I felt my stomach tighten. Even as I had visualized the long-past Trandosh killing field, I could now see a distant glimpse of the doomed straggler, falling in a blaze of enemy fire or suffering the more horrible death of being crushed by collapsed walls or ceilings. “That’s what I think, yes,” I said. “He had to be someone important for them to risk their enemies using the open portal to come through behind them.”
I reached over and touched her arm. “The search won’t be pleasant. If you’re not sure you can handle it, just say so.”
She was silent another moment. “I can handle it.”
“Thank you,” I said. “You’ll have your plasmic, and I know there are at least two other archeological teams in the area, so it’s about as public as any open ground can be. You should be safe enough.”
“And Trent is looking for you, not me,” Selene said with a touch of dry humor. “Don’t worry, I’ll be fine. And if he comes anywhere near the area I’ll know it.”

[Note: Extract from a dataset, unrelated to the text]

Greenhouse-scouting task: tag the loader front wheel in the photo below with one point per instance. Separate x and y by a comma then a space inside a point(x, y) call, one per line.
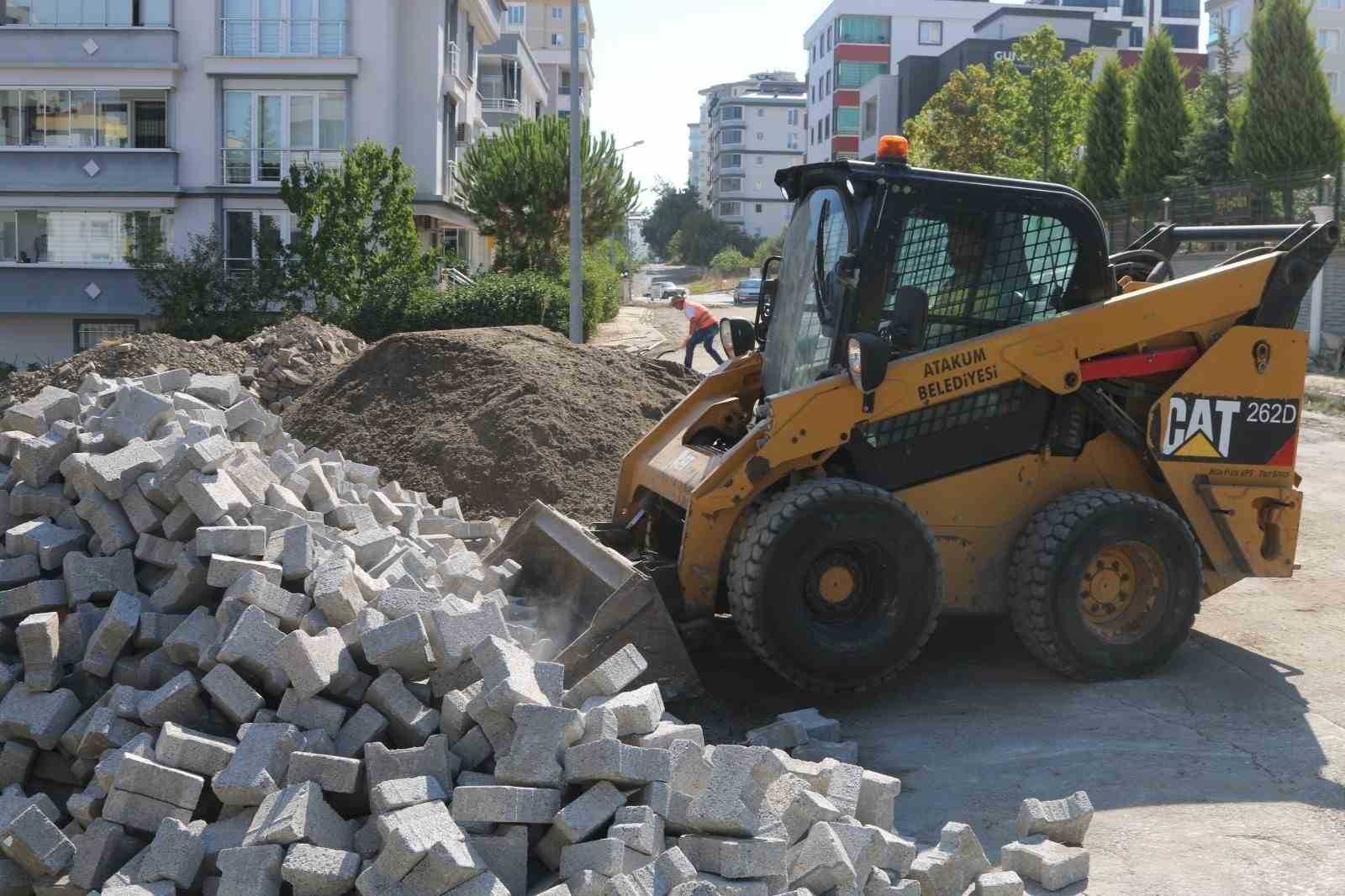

“Good,” I said. “I’ll alert McKell, too. Maybe he or Ixil can keep an eye on you.”
“I’m not worried,” she said. “One question. If I find an armband or bones in the right place, how will I know it’s the person I’m looking for?”
“Trust me,” I said grimly. “If I’m right about this, you’ll definitely know.”
* * *
I’d expected it to be another two or three days before McKell and Ixil were ready with the equipment I’d requested. To my mild surprise, it was late afternoon that same day when Ixil showed up at the Ruth with the gadget in hand.
Nikki was asleep, and Selene was still out at the Trandosh ruins. I left a note for the former, gave the latter a quick call, then threw together a go bag with toiletries and a change of clothing. Half an hour later, Ixil and I were in his runaround heading back to our end of the Gemini portal.
Time to renew acquaintances with Robertine Cherno.